Nel cuore di Bologna, tra le vie e i palazzi, esistono oasi come l’Orto Botanico: uno spazio per noi molto familiare, che amiamo frequentare nelle diverse stagioni.
Tornarci nel tempo ci permette di coglierne i cambiamenti, di osservare come si trasforma e di imparare, insieme, il ritmo delle stagioni.
Crediamo in una città che educa e che si lascia educare: le strade, i mercati, le piazze, i parchi diventano parte viva del nostro fare educativo.
Ogni uscita è un incontro, ogni incontro è relazione.
Crescere qui significa imparare presto ad essere cittadine attive, presenti, capaci di abitare il proprio territorio con curiosità e consapevolezza.
E allo stesso tempo, significa chiedere alla città di riconoscere l’infanzia, di accoglierla, di trasformarsi per lei.
Perché quando le più piccole attraversano gli spazi, stanno già cambiando il mondo che le circonda!
25/04/2026
Buona Festa della Liberazione! 🇮🇹
Oggi celebriamo la Resistenza partigiana, il coraggio di chi ha lottato contro il nazifascismo per aprire possibilità, per rendere immaginabile un mondo diverso.
E quella storia non è qualcosa di finito, da lasciare nel passato: continua ad attraversarci e a farci chiedere da che parte stiamo.
Oggi la Resistenza è nelle lotte transfemministe contro la violenza patriarcale, nei corpi e nelle vite di chi ogni giorno prova a rompere norme e oppressione.
È nelle resistenze dei popoli sotto attacco, nelle lotte contro la guerra, contro il genocidio del popolo palestinese, contro ogni forma di dominio che cancella e vuole imporre la sua normatività.
Il 25 aprile non è solo memoria quindi, ma tensione continua a costruire mondi in cui tutte possano esistere davvero, autodeterminarsi, respirare.
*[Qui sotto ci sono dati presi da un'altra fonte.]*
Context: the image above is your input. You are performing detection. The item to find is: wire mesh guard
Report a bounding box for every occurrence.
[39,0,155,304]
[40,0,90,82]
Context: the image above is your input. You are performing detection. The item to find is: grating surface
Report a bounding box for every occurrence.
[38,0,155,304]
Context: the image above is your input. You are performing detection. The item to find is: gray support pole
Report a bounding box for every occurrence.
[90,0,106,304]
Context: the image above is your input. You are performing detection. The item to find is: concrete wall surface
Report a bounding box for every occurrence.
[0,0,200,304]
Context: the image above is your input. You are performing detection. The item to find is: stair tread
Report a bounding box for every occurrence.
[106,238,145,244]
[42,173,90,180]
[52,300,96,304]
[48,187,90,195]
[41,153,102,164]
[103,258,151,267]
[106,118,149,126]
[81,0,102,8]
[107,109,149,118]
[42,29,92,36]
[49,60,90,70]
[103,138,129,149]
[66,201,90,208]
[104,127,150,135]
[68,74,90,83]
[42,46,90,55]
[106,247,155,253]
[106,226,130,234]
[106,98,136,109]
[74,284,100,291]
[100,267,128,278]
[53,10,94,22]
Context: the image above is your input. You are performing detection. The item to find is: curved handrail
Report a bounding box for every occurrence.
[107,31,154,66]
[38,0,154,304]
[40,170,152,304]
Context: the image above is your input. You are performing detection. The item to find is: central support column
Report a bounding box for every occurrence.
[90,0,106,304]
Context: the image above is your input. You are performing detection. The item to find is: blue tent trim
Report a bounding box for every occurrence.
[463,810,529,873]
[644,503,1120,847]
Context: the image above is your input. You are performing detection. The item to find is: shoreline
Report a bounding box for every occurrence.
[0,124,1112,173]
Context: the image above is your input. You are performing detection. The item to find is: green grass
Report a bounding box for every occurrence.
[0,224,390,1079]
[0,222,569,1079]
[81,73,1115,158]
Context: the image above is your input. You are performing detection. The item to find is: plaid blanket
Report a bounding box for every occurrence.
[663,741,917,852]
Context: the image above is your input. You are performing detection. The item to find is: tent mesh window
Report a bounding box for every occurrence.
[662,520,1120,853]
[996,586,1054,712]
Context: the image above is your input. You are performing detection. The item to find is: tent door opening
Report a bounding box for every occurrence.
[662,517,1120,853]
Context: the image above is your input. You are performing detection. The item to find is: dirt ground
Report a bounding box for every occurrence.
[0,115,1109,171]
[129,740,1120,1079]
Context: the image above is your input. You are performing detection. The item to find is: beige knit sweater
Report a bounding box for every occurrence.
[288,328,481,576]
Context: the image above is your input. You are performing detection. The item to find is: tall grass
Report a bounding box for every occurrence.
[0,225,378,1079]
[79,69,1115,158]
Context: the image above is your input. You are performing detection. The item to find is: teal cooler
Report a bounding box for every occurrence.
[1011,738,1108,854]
E dentro questo ci siamo anche noi.
Come educatrici ma anche come donne e persone che vivono questa società ogni giorno.
Non possiamo tenerci fuori, non possiamo fare finta di non vedere.
Il nostro lavoro non è mai neutro. È fatto di scelte, di posizionamenti, di piccoli e grandi atti che possono trasformare quello che ci sta intorno.
Resistere oggi per noi è anche questo: stare nelle relazioni con cura e consapevolezza, mettere in discussione quello che diamo per scontato, aprire spazi più consapevoli.
E insieme, non restare in silenzio.
La memoria non è solo ricordo.
È qualcosa che si pratica. Ogni giorno.